I disagree: I think "jump the shark" moments exist, but they're usually not in themselves the prime movers of sucking. Usually they're plot developments or cast changes that coincide with a new season or a re-tooling, and co-occur with a decline in quality.

For example, Monk didn't get shitty BECAUSE Bitty Schram left and got replaced by Traylor Howard, but it did get shitty at the same time as that cast change.

Dave said...

I suppose I can see shark jumping as a function of casts. But frequently I need to see the whole arc of the series. For instance, I thought Law & Order jumped the shark after they killed Jill Hennessey, but they recovered.
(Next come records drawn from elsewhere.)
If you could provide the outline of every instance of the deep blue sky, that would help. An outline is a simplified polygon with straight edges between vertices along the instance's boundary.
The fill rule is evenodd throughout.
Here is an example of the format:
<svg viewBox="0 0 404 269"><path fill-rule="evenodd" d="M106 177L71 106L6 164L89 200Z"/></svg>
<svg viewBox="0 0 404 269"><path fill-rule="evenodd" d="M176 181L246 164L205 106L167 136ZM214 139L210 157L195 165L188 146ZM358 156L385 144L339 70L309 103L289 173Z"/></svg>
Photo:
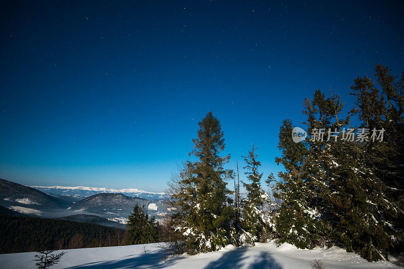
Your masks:
<svg viewBox="0 0 404 269"><path fill-rule="evenodd" d="M347 110L404 69L401 1L32 2L0 8L0 178L24 184L163 190L210 110L228 168L254 142L266 177L305 97Z"/></svg>

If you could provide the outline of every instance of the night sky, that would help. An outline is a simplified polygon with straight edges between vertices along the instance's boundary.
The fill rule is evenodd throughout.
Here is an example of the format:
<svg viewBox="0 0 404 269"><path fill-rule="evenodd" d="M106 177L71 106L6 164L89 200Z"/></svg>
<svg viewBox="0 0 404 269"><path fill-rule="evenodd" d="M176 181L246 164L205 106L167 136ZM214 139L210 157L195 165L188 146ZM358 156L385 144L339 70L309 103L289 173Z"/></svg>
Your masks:
<svg viewBox="0 0 404 269"><path fill-rule="evenodd" d="M254 142L277 173L304 98L346 112L357 76L404 69L403 2L2 2L0 178L163 191L209 111L227 168Z"/></svg>

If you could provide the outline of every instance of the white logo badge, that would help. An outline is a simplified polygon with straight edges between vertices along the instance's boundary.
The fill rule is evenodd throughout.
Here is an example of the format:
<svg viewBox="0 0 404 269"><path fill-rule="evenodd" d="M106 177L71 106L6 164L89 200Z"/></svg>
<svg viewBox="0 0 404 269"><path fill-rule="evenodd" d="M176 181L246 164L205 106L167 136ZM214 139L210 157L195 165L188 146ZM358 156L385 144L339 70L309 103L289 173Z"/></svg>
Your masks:
<svg viewBox="0 0 404 269"><path fill-rule="evenodd" d="M292 130L292 139L295 143L298 143L307 137L306 131L300 127L295 127Z"/></svg>

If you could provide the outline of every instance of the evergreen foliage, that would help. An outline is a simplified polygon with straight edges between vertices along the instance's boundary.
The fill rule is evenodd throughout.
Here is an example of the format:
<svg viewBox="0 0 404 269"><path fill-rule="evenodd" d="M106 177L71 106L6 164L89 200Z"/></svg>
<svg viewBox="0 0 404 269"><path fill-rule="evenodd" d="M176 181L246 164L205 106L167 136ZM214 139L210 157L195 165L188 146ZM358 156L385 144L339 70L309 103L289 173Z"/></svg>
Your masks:
<svg viewBox="0 0 404 269"><path fill-rule="evenodd" d="M345 118L339 115L344 104L332 92L326 98L318 90L312 100L305 99L308 132L323 129L322 141L312 133L294 143L291 121L284 121L282 154L276 159L285 168L275 193L283 201L276 219L279 242L335 245L370 261L402 251L403 79L395 82L383 65L375 71L381 92L369 78L356 79L355 106ZM368 139L346 139L356 115ZM383 141L371 139L373 129L384 130ZM329 130L337 137L327 137Z"/></svg>
<svg viewBox="0 0 404 269"><path fill-rule="evenodd" d="M154 216L149 219L146 211L144 205L140 207L136 204L129 216L126 224L128 245L154 243L158 239L158 224Z"/></svg>
<svg viewBox="0 0 404 269"><path fill-rule="evenodd" d="M269 225L270 217L267 209L265 207L269 201L269 197L261 188L263 173L258 170L261 164L257 160L258 155L256 154L257 149L253 145L248 155L242 156L246 164L243 167L246 171L244 173L249 182L243 182L247 190L247 197L242 201L242 227L243 232L249 234L249 236L244 237L249 239L249 241L246 242L252 245L256 241L265 242L270 229Z"/></svg>
<svg viewBox="0 0 404 269"><path fill-rule="evenodd" d="M38 269L46 269L55 264L57 264L60 258L66 253L62 251L58 254L53 254L55 250L44 250L39 251L39 254L36 254L34 257L36 258L32 261L36 261L35 265Z"/></svg>
<svg viewBox="0 0 404 269"><path fill-rule="evenodd" d="M234 212L226 182L232 171L223 168L230 155L219 155L225 148L220 123L210 112L198 124L197 138L192 140L194 148L189 153L196 161L186 163L178 182L183 192L173 197L176 207L181 207L174 216L176 229L186 237L190 254L220 249L234 230Z"/></svg>
<svg viewBox="0 0 404 269"><path fill-rule="evenodd" d="M0 253L118 246L124 232L91 223L11 216L0 216Z"/></svg>

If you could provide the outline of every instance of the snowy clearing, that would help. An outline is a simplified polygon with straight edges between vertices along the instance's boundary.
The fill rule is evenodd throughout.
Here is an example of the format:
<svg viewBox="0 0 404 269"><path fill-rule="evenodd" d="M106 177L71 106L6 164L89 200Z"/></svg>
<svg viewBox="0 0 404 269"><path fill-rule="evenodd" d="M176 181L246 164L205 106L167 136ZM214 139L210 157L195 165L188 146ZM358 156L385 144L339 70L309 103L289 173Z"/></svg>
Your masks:
<svg viewBox="0 0 404 269"><path fill-rule="evenodd" d="M400 268L387 261L369 262L358 254L333 247L328 249L297 249L288 244L277 248L271 242L255 247L236 247L229 245L219 251L194 256L184 254L163 261L163 252L158 244L68 249L58 264L52 268L310 268L316 257L324 262L324 268ZM4 268L33 268L35 252L0 255Z"/></svg>

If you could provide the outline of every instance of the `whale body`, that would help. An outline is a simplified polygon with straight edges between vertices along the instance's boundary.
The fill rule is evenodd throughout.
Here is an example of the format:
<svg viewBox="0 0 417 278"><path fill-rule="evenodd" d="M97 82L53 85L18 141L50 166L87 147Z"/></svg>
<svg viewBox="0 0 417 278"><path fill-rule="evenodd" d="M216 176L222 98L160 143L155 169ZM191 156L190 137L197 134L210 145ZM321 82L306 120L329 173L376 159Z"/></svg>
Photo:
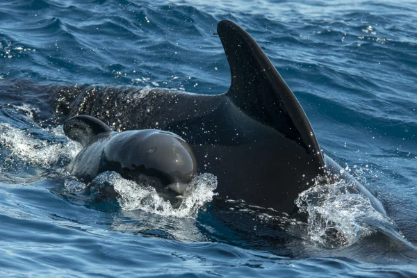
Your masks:
<svg viewBox="0 0 417 278"><path fill-rule="evenodd" d="M220 199L292 213L295 199L322 177L341 169L322 153L295 96L254 40L222 20L218 33L231 70L224 93L190 94L133 86L46 86L58 120L99 117L122 130L158 129L179 134L191 147L199 172L217 177ZM108 111L122 113L108 113ZM348 173L372 205L384 207Z"/></svg>
<svg viewBox="0 0 417 278"><path fill-rule="evenodd" d="M67 170L85 183L100 173L114 171L125 179L151 186L170 199L182 195L197 173L190 147L171 132L145 129L117 133L88 115L65 121L64 132L84 147ZM97 190L104 199L117 196L111 187L88 188L88 191Z"/></svg>

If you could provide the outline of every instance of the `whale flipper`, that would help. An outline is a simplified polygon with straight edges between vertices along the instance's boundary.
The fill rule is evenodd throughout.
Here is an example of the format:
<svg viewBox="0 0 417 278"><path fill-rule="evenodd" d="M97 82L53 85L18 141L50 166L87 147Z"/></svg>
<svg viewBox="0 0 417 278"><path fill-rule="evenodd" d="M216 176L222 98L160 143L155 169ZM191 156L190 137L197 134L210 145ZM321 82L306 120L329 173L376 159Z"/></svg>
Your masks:
<svg viewBox="0 0 417 278"><path fill-rule="evenodd" d="M241 199L291 213L299 194L324 174L320 146L294 94L253 38L227 20L219 22L218 33L231 73L225 93L76 88L71 110L65 104L61 111L104 115L117 109L101 120L127 129L157 128L179 134L191 146L198 172L217 177L221 204ZM140 97L131 97L136 94Z"/></svg>
<svg viewBox="0 0 417 278"><path fill-rule="evenodd" d="M72 117L64 123L65 135L83 147L85 147L96 135L110 131L112 131L111 129L103 122L85 115Z"/></svg>
<svg viewBox="0 0 417 278"><path fill-rule="evenodd" d="M218 33L230 66L231 84L227 96L247 115L297 142L319 166L324 166L302 108L258 44L228 20L219 22Z"/></svg>

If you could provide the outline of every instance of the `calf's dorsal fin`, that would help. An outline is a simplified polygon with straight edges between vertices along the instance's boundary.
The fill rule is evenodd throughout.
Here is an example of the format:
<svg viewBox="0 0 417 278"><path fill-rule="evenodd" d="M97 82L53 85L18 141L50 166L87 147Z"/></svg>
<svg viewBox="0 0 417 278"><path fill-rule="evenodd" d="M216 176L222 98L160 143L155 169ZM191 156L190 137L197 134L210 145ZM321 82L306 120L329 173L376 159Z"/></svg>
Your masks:
<svg viewBox="0 0 417 278"><path fill-rule="evenodd" d="M231 84L226 95L248 116L297 142L319 167L320 147L302 108L254 40L237 24L222 20L218 33L227 56Z"/></svg>
<svg viewBox="0 0 417 278"><path fill-rule="evenodd" d="M103 122L86 115L72 117L64 123L65 135L83 147L97 134L110 131L112 131L111 129Z"/></svg>

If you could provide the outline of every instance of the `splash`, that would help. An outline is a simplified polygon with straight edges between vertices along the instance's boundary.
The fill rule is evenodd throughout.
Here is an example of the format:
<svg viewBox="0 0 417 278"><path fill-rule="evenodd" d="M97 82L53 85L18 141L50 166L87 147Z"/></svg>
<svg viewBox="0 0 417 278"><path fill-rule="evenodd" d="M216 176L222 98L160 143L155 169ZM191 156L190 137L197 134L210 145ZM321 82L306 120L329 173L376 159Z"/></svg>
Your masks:
<svg viewBox="0 0 417 278"><path fill-rule="evenodd" d="M42 131L47 131L51 137L65 137L62 126ZM30 133L6 123L0 123L0 145L10 152L3 161L3 166L9 168L19 163L50 168L71 161L81 149L74 141L58 142L36 138Z"/></svg>
<svg viewBox="0 0 417 278"><path fill-rule="evenodd" d="M106 172L97 176L92 183L110 183L120 195L117 200L125 211L141 209L163 216L179 218L195 218L198 211L207 202L211 202L215 195L213 191L217 187L216 177L211 174L196 177L188 185L179 207L174 208L169 201L156 193L155 188L146 184L123 179L115 172ZM69 188L80 188L74 181L67 183Z"/></svg>
<svg viewBox="0 0 417 278"><path fill-rule="evenodd" d="M295 204L300 212L309 214L311 239L330 247L350 245L375 232L375 222L382 226L394 224L373 207L353 181L336 179L327 184L318 181L300 194Z"/></svg>

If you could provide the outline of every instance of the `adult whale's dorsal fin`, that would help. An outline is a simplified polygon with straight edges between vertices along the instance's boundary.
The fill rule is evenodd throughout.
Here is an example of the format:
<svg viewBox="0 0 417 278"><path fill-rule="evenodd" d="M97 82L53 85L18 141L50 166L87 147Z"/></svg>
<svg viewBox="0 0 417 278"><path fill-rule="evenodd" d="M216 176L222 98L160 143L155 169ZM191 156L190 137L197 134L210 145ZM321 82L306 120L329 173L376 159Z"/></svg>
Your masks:
<svg viewBox="0 0 417 278"><path fill-rule="evenodd" d="M254 40L237 24L222 20L218 33L226 52L231 84L226 95L248 116L278 131L325 165L317 139L304 111Z"/></svg>
<svg viewBox="0 0 417 278"><path fill-rule="evenodd" d="M71 140L86 146L94 136L111 129L94 117L79 115L67 120L64 123L64 133Z"/></svg>

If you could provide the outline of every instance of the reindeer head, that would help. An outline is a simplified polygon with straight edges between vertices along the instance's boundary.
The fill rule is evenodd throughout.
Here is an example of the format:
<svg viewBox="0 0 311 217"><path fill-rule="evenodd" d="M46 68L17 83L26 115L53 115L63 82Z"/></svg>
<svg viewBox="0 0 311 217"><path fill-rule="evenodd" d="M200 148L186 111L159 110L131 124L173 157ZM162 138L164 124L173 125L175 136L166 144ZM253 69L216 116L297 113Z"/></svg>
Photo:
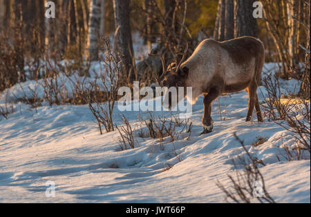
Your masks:
<svg viewBox="0 0 311 217"><path fill-rule="evenodd" d="M171 107L174 107L177 105L178 101L180 100L178 96L178 87L184 87L184 97L187 95L187 85L186 81L188 78L189 68L184 65L181 67L182 62L185 60L185 57L186 56L187 52L188 51L188 43L186 43L186 50L184 53L178 53L178 54L182 55L182 58L180 62L177 64L177 63L172 63L169 65L166 69L165 61L164 61L164 55L166 51L162 54L149 54L153 56L158 56L161 59L162 64L162 70L163 73L160 77L156 77L156 81L159 83L159 85L162 87L166 87L167 88L170 88L171 87L175 87L177 88L177 101L172 101L171 93L170 93L168 90L165 92L164 95L164 103L163 106L167 107L168 109L171 110ZM165 105L164 102L166 99L168 99L168 105Z"/></svg>

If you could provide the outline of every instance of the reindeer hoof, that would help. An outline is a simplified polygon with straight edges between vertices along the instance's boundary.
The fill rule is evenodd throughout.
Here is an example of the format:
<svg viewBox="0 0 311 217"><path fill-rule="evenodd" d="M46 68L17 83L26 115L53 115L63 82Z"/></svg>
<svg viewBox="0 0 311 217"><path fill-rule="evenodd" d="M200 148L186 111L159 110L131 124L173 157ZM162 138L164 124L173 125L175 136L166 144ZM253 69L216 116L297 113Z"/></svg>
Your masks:
<svg viewBox="0 0 311 217"><path fill-rule="evenodd" d="M205 123L203 123L202 125L203 126L203 132L200 134L200 135L202 134L209 134L210 132L211 132L213 131L213 128L214 128L214 121L212 121L211 123L211 125L207 125Z"/></svg>

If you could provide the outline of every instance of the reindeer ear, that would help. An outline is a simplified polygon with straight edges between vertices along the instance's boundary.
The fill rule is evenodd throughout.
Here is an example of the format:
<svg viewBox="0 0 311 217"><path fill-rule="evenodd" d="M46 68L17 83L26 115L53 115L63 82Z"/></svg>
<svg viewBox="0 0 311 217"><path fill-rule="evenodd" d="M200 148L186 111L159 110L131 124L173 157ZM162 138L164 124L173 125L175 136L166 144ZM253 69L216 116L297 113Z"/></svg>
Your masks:
<svg viewBox="0 0 311 217"><path fill-rule="evenodd" d="M189 74L189 68L187 68L186 65L185 65L182 68L182 74L184 76L185 76L186 77L187 77L188 76L188 74Z"/></svg>
<svg viewBox="0 0 311 217"><path fill-rule="evenodd" d="M171 70L173 70L173 68L176 66L177 66L176 63L171 63L170 65L169 65L169 67L167 68L167 70L171 71Z"/></svg>
<svg viewBox="0 0 311 217"><path fill-rule="evenodd" d="M177 66L177 63L171 63L171 67L176 67Z"/></svg>

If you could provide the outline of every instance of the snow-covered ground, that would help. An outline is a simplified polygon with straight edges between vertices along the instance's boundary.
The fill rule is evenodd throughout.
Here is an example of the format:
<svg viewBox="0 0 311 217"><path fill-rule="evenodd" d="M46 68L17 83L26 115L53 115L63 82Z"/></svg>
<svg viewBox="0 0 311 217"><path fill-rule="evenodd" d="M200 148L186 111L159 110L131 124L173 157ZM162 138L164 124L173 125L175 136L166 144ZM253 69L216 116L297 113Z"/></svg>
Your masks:
<svg viewBox="0 0 311 217"><path fill-rule="evenodd" d="M263 92L261 87L258 96ZM122 152L117 131L100 135L87 105L44 106L36 111L17 104L15 112L0 121L0 203L225 202L216 182L232 185L227 177L235 174L232 159L245 154L235 132L265 164L260 169L277 203L310 203L310 155L288 162L283 147L293 145L294 137L274 122L258 123L256 117L245 122L247 101L245 92L216 101L214 130L200 136L201 96L193 107L190 135L184 133L173 143L137 137L139 147ZM138 116L148 115L115 111L116 124L124 115L135 130L140 127ZM154 114L171 116L169 112ZM252 146L258 138L267 141ZM55 185L55 197L46 196L48 181Z"/></svg>

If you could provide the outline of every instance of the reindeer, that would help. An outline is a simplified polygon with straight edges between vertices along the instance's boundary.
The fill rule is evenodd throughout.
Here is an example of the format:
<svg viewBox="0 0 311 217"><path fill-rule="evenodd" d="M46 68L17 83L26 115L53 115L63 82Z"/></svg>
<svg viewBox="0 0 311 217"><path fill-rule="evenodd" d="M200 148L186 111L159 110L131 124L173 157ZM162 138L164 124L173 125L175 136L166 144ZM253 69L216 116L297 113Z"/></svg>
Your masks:
<svg viewBox="0 0 311 217"><path fill-rule="evenodd" d="M165 69L162 55L163 74L157 78L161 85L192 87L192 103L204 95L203 132L207 134L214 128L211 117L211 103L219 96L245 90L248 92L248 112L246 121L252 120L256 108L258 122L263 122L257 96L257 87L261 79L265 61L263 43L251 37L243 37L223 42L212 39L202 41L192 55L185 62L173 63ZM152 53L152 52L151 52ZM167 92L166 94L168 94ZM167 96L164 95L164 97ZM171 107L171 101L169 101Z"/></svg>

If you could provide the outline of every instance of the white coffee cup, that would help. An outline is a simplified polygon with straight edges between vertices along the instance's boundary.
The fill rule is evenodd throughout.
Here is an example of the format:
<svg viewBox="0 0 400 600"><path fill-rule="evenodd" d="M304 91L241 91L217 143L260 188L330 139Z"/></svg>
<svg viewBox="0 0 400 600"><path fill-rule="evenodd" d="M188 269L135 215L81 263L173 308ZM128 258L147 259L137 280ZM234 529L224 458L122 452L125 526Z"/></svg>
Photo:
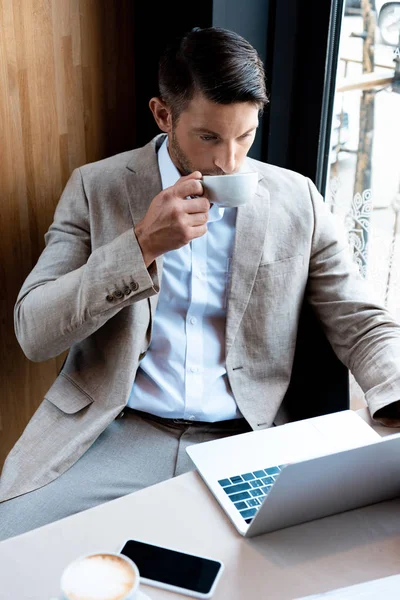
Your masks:
<svg viewBox="0 0 400 600"><path fill-rule="evenodd" d="M136 600L140 574L122 554L99 552L81 556L62 573L61 600Z"/></svg>
<svg viewBox="0 0 400 600"><path fill-rule="evenodd" d="M212 204L234 208L244 206L257 190L258 173L232 175L203 175L204 194Z"/></svg>

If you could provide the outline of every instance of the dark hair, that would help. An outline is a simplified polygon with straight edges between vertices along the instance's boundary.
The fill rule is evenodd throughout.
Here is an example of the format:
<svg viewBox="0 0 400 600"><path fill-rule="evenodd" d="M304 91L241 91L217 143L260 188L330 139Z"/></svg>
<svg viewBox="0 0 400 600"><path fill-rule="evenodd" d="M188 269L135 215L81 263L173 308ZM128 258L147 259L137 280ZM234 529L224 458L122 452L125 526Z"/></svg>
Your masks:
<svg viewBox="0 0 400 600"><path fill-rule="evenodd" d="M195 27L165 50L159 63L160 96L177 119L196 93L218 104L268 103L265 73L257 50L220 27Z"/></svg>

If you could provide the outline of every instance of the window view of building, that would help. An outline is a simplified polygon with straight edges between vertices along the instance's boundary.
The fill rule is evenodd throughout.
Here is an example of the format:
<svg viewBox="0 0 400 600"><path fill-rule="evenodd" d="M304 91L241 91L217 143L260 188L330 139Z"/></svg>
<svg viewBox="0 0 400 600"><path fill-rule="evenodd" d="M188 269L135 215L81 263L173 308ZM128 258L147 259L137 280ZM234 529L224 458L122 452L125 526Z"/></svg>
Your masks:
<svg viewBox="0 0 400 600"><path fill-rule="evenodd" d="M400 3L347 0L332 117L326 201L360 272L400 318Z"/></svg>

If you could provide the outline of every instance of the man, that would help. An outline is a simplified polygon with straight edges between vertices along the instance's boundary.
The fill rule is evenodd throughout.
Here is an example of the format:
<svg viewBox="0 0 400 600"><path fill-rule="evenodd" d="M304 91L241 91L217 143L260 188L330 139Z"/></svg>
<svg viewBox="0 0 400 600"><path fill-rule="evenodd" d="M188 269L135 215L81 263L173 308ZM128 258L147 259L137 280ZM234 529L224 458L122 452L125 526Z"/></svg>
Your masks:
<svg viewBox="0 0 400 600"><path fill-rule="evenodd" d="M191 469L188 444L271 426L304 295L371 414L395 416L400 327L311 181L246 158L267 103L256 51L193 30L159 86L164 133L73 172L18 296L26 356L69 354L5 463L2 538ZM210 206L202 175L239 170L256 196Z"/></svg>

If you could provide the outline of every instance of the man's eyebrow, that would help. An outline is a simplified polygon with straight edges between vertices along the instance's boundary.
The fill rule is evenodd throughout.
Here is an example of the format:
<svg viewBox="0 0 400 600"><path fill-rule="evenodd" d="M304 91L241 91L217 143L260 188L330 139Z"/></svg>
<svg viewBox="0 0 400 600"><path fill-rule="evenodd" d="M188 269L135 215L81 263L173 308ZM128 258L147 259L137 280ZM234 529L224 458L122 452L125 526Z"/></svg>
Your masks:
<svg viewBox="0 0 400 600"><path fill-rule="evenodd" d="M242 137L242 135L246 135L247 133L251 133L255 129L258 129L258 124L255 127L251 127L250 129L242 133L239 137ZM195 133L208 133L209 135L215 135L216 137L220 137L219 133L211 131L211 129L205 129L204 127L194 127L192 131L194 131Z"/></svg>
And clearly, West Wing JTSed when Sorkin left - no one disputes this. But I wouldn't consider the shark jumping in this case to be caused by the plots, just the loss of the showrunner.

It would appear that in general, people cause shark jumping, not stories, per se. But BSG definitely challenges this theory - no one left, and now it's gonna suck.

JC! said...

Maybe people leave because they see the waterskis approaching the shark in the advance scripts. And in the case of BSG, the cast knows that they shouldn't leave, because sci-fi TV= guaranteed convention income but NO OTHER WORK after the show.

Dave said...

I suppose it's possible, but I'm a little skeptical. I mean, while people do get advance scripts, they don't get them until after they sign their contract (I assume - I mean that would just be dumb). I suppose some people decide "there's no way they're going to top this, I'm out of here" and that could lead to an exodus.

But regarding BSG, I can't agree. Edward James Olmos and Mary Mcdonnell don't need to worry about getting work. And we all learned from Denise Crosby that there's a market for leaving a sci-fi show, spurning sci-fi conventions, and then making documentaries about said conventions. I don't see why there's not a similar career path for Katee Sackhoff (Or Grace Park, rowr).